Final thoughts or why you should choose NetHunt CRM as your ultimate CRM software
In the crowded CRM landscape, our solution, NetHunt CRM, stands out for its unique blend of features, security, and customer-centric approach. Here's why you should check it out:
- NetHunt CRM is integrated with Gmail and other Google Workspace tools giving you access to a CRM from your inbox.
- The system is very flexible and helps you tailor it to your specific business processes, nurturing potential customers or strengthening customer relationships across multiple channels.
- You can eliminate repetitive tasks with NetHunt’s features like webforms, drip campaigns, and automated workflows.
- You can manage all your leads in one place. NetHunt integrates with Instagram, WhatsApp, Facebook Messenger, and more platforms.
- Our pricing plans are very flexible.
- NetHunt CRM lets you supercharge your email campaigns with tracking and automation features directly from your inbox.

When life gives you lemons — make lemonade.

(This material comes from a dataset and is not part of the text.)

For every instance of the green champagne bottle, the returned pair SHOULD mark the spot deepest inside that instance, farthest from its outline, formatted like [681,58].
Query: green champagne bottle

When NetHunt CRM gives you a great feature list at a very friendly price — try it!
CRM System: FAQs
What are the three types of CRM?
CRM systems fall into three main categories:
- Operational CRM. Automates sales, marketing, and customer service processes and helps you manage leads and customer relationships more effectively, including leads that come from multiple channels like social media.
- Analytical CRM. Analyzes customer data to provide insights into behavior, sales trends, and marketing effectiveness.

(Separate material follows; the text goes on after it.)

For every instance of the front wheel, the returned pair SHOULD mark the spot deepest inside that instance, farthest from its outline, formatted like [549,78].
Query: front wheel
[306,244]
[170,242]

- Collaborative CRM. Automates team collaboration with shared access to customer data, integrated communication tools, and optimized workflows.
What is the difference between CRM and ERP?
CRM helps you manage customer relationships, automate sales, marketing, and support to eventually boost customer satisfaction and sales. Meanwhile, ERP handles broader business processes like finance, HR, and supply chain with an aim to optimize internal operations.
What happens if you run a business without a CRM?
When you run a business without a proper tool for customer relationship management, you’d face disorganized data, inefficient processes, poor customer service, and missed opportunities. Scaling becomes harder, and competitors with CRM systems gain a significant edge.
What is the most commonly used CRM?
The most commonly used CRM systems are those that offer flexibility, scalability, and user-friendly features like NetHunt CRM. Companies typically choose solutions that fit their size, industry, and specific needs whether they operate in business-to-business or business-to-consumer environments.
What is CRM software used for?
CRM software is used to manage customer relationships by organizing interactions, automating workflows, and analyzing data. It helps businesses improve customer satisfaction, streamline processes, and boost overall efficiency.
What are the 3 main elements of CRM software?
Here are 3 core elements of CRM system:
- Contact management. Centralizes customer data and interaction history.
- Sales management. Helps track deals, manage sales stages, and forecast revenue.
- Analytics and reporting. Delivers insights to improve decision-making and customer engagement.